Abidjan-Commune de Yopougon/Dans l’ombre de la drogue

La ville ne dort jamais, et derrière les lumières scintillantes, une autre vie s’organise. Dans les ruelles étroites du quartier sicogi de la commune de Yopougon, non loin du 16é arrondissement, des adolescents et jeunes adultes troquent leur innocence contre des substances interdites. Pour beaucoup, c’est le début d’un piège dont on ne sort qu’au prix de souffrances silencieuses. Nous avons décider de plonger au cœur de ce monde méconnu et dangereux.

La réalité des consommateurs

Sous le porche d’un immeuble délabré, B. Adams, à peine 21 ans, parle à voix basse : « Je voulais juste essayer par curiosité…mes amis en prenais, je ne voulais pas être différent. Maintenant, je ne peux plus m’arrêter. » Son regard est vide, marqué par des nuits sans sommeil et des journées vides. Dans les centres de santé, les médecins constatent une hausse inquiétante des overdoses et des maladies liées à l’usage de drogues injectables.

« La dépendance touche presque toutes les couches sociales. Certains étudiants brillants finissent ici parce qu’ils n’ont personne pour les soutenir face aux difficultés de la vie selon le témoignage de plusieurs » explique le Dr miésan, addictologue.

Les routes du trafic

Nous suivons issa, un ancien petit trafiquant aujourd’hui réhabilité, dans son quartier. Il nous raconte les débuts.

« On ne naît pas trafiquant.
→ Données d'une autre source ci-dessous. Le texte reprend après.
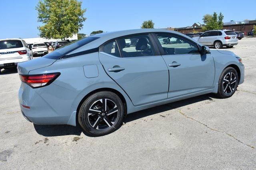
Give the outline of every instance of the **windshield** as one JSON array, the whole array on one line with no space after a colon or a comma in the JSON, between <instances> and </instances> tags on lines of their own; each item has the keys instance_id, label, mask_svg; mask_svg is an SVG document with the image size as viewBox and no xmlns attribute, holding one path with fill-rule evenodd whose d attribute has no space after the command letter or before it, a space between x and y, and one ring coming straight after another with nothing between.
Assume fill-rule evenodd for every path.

On commence un jour par livrer des paquets pour se faire un d’argent…mais très vite, tu deviens prisonnier de ce système. »
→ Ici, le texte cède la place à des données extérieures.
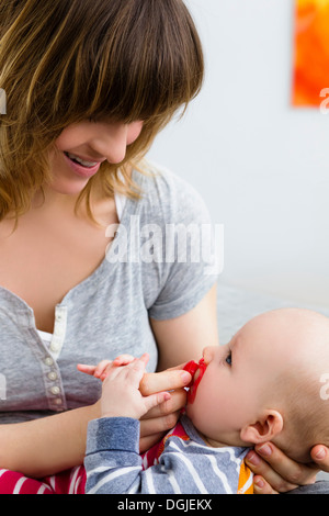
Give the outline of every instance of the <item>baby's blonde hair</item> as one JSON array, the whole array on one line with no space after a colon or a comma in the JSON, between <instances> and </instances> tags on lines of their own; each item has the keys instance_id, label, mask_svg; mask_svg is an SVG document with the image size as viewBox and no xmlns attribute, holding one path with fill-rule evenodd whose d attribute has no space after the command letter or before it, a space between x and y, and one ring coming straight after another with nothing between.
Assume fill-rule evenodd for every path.
<instances>
[{"instance_id":1,"label":"baby's blonde hair","mask_svg":"<svg viewBox=\"0 0 329 516\"><path fill-rule=\"evenodd\" d=\"M0 221L16 218L49 181L49 149L86 119L144 128L118 166L102 164L105 194L138 198L127 172L200 91L204 61L182 0L0 0ZM120 172L123 181L120 179ZM82 191L90 216L91 179Z\"/></svg>"}]
</instances>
Les réseaux sont organisés : Importation, stockage, distribution, c’est toute une industrie. Chacun avec son rôle. Les codes et les mots de passe changent constamment pour échapper à la police. « La peur n’arrête pas le business, ajoute issa, amer.
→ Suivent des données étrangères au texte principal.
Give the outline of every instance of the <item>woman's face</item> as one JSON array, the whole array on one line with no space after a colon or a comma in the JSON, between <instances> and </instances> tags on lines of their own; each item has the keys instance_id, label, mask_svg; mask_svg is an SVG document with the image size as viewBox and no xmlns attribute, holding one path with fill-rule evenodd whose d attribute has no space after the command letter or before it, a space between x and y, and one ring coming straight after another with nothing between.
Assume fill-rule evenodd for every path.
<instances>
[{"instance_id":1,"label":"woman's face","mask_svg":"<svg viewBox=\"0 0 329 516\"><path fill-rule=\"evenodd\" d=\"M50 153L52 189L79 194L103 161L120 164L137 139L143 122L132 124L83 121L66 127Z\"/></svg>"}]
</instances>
                                          La drogue à portée de main

Dans un café discret, des jeunes se rencontrent pour échanger des substances. Les téléphones vibrent ; des codes sont échangés : « le rouge pour le week-end », « le vert pour le soir ».

La technologie transforme le trafic : applications chiffrées et messageries instantanées, rendent la traque presqu’impossible. « Ils pensent que personne ne peut les retrouver, mais chaque action laisse une trace », prévient un policier spécialisé.

La lutte contre l’ombre

A la brigade antidrogue, les saisies se multiplient : cannabis, cocaïne, héroïne, mais la tâche est immense. « On travaille sans relâche, mais le marché se renouvelle constamment. Nous avons besoins de moyens plus modernes et d’une coopération internationale », explique le commissaire Traoré. Parallèlement, des campagnes de prévention sont menées dans les écoles et quartiers sensibles. Mais sensibiliser les jeunes reste un défi face à la curiosité et la pression sociale.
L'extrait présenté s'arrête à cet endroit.